While most banks have shareholders’ funds in excess of the new minimum capital base, their share premium and share capital significantly fall short of the new minimum definition. The CBN had in March 2024 released its circular on review of minimum capital requirement for commercial, merchant and non-interest banks. The apex bank increased the new minimum capital for commercial banks with international affiliations, otherwise known as mega banks, to N500 billion; commercial banks with national authorisation, N200 billion and commercial banks with regional license, N50 billion.
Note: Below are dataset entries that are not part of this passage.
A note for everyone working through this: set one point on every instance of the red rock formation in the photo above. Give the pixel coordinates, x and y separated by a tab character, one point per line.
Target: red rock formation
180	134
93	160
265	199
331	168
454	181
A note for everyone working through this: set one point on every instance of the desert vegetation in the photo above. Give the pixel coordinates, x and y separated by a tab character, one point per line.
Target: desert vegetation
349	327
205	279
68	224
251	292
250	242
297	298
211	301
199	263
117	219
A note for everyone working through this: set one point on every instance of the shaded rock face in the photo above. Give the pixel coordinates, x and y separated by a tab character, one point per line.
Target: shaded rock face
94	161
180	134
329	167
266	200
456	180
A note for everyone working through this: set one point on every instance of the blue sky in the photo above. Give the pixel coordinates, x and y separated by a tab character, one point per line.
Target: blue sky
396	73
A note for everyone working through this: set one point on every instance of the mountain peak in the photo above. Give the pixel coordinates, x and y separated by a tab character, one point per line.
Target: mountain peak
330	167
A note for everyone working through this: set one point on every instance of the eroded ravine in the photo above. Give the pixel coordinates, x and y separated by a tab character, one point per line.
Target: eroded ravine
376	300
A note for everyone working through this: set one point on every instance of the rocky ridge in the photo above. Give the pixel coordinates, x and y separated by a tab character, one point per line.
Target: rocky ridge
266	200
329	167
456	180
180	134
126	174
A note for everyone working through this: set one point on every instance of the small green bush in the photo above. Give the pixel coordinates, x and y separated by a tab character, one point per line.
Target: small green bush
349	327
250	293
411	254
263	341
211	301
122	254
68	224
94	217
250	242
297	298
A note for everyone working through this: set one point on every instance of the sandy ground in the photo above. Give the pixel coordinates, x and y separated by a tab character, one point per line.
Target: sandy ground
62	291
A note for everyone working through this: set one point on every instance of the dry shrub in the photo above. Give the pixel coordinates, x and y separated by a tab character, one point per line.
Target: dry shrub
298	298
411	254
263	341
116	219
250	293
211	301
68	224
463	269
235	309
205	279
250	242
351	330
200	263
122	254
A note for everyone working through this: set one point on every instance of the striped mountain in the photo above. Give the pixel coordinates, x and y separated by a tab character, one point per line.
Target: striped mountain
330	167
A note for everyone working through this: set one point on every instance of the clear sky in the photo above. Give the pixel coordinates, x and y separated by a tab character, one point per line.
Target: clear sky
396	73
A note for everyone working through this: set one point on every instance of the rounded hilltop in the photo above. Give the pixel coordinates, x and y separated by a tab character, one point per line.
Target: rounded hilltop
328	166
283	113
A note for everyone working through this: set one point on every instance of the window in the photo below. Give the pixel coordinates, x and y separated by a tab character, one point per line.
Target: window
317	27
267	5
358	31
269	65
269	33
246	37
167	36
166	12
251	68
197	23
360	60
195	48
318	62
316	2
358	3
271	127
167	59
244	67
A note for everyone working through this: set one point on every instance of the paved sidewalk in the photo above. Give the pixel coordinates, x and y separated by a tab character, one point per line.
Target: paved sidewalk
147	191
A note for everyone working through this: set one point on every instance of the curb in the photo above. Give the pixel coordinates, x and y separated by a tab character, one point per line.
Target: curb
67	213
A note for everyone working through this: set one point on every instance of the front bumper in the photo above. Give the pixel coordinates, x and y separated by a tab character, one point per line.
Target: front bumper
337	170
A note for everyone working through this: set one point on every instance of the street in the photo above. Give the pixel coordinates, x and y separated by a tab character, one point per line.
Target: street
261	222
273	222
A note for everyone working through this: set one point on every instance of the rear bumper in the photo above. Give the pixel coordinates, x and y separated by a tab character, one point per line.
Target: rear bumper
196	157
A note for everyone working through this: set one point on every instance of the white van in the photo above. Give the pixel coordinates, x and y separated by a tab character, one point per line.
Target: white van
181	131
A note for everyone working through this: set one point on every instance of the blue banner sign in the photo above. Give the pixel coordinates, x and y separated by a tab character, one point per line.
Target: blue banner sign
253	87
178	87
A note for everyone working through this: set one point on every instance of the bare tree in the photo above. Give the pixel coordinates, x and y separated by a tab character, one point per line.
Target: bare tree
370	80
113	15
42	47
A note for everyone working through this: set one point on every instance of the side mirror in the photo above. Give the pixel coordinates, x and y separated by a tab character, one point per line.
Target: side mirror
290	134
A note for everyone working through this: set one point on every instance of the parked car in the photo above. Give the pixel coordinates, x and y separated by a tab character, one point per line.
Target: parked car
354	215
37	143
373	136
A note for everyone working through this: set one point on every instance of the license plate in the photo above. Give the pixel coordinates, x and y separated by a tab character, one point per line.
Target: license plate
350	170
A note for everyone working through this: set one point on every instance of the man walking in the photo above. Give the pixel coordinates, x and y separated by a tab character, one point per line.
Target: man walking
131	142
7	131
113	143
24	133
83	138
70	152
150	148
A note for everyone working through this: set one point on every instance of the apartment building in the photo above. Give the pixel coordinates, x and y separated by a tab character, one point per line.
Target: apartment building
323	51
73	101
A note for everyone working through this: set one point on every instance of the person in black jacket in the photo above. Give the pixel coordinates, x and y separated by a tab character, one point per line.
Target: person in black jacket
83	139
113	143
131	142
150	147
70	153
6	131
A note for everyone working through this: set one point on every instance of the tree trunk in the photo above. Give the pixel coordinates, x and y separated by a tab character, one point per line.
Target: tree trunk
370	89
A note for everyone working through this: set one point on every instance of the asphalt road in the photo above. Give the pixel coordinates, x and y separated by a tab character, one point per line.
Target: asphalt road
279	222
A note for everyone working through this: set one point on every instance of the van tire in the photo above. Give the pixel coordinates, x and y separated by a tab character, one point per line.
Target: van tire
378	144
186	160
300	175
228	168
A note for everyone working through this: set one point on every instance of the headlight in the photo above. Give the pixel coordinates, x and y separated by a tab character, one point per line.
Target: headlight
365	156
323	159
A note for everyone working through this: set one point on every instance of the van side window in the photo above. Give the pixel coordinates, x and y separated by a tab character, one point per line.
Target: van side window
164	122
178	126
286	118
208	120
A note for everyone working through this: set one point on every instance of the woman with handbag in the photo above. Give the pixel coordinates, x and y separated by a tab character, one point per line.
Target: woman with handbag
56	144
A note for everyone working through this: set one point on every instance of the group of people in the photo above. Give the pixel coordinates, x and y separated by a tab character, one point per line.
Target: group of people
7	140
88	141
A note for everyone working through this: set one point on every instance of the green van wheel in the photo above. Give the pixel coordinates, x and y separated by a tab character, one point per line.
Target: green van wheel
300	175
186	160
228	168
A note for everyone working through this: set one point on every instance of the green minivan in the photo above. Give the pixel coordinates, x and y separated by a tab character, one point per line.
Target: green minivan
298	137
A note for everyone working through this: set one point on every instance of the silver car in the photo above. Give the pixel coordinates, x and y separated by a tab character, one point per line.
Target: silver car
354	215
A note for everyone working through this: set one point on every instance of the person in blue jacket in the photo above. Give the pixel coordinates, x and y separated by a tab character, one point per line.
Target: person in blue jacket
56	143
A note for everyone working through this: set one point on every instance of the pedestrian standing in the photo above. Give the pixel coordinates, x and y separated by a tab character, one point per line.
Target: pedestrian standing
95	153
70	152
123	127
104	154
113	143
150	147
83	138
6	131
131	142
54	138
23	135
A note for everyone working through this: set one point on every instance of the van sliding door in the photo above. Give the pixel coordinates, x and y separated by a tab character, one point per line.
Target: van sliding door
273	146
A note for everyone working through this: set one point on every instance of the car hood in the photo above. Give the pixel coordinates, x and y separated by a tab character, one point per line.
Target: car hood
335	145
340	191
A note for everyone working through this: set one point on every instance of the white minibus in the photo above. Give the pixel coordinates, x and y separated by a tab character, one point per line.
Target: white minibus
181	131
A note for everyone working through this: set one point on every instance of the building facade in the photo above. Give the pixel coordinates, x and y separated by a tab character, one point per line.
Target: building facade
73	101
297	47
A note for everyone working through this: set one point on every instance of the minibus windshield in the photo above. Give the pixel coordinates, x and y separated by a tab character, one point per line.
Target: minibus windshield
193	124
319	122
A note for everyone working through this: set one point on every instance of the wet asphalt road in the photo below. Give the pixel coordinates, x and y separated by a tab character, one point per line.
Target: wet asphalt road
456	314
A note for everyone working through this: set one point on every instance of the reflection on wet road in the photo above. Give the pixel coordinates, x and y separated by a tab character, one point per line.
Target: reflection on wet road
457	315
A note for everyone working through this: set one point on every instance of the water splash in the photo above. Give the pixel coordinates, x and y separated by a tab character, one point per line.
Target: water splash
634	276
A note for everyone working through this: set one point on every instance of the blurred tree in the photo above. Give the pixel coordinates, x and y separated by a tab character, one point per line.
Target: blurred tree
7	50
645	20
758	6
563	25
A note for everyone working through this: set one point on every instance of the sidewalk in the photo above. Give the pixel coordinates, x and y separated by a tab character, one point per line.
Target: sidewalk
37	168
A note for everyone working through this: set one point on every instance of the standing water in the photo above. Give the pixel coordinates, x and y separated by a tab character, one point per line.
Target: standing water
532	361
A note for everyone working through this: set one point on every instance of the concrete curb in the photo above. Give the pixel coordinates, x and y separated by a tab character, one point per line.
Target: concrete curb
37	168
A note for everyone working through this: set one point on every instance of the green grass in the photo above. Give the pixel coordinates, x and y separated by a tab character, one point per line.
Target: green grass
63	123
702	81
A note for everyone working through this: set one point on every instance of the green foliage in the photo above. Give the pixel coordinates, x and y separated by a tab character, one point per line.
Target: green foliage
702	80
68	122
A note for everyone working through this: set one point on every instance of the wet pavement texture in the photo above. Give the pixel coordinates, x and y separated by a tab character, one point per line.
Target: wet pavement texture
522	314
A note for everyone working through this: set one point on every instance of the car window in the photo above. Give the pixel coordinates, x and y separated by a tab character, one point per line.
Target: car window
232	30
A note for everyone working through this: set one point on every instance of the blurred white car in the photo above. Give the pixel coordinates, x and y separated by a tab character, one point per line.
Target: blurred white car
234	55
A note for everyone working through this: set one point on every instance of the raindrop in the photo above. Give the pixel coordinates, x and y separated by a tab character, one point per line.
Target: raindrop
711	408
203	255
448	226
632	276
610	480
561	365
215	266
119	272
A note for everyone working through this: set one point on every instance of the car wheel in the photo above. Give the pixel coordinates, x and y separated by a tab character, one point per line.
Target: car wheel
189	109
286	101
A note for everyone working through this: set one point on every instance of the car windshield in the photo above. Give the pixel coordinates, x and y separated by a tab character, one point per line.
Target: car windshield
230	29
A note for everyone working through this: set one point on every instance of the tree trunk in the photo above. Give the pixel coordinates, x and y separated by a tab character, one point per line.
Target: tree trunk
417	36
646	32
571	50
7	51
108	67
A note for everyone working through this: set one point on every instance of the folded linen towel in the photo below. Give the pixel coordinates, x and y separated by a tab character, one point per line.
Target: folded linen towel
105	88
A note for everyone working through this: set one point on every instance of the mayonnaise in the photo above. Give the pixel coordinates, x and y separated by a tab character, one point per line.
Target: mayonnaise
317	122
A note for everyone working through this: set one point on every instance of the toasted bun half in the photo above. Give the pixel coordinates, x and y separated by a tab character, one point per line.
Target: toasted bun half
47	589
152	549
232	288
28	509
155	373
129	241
Others included merchant banks, N50 billion; non-interest banks with national license, N20 billion and non-interest banks with regional license will now have N10 billion minimum capital. The 24-month timeline for compliance ends on March 31, 2026. Under the guidelines for the recapitalisation exercise, banks are expected to subject their new equity funds to capital verification before the clearance of the allotment proposal and release of the funds to the bank for onwards completion of the offer process and addition of the new capital to its capital base. The CBN is the final signatory in a tripartite capital verification committee that included the Securities and Exchange Commission (SEC) and the Nigeria Deposit Insurance Corporation (NDIC). The committee is saddled with scrutinising new funds being raised by banks under the ongoing banking sector recapitalisation exercise.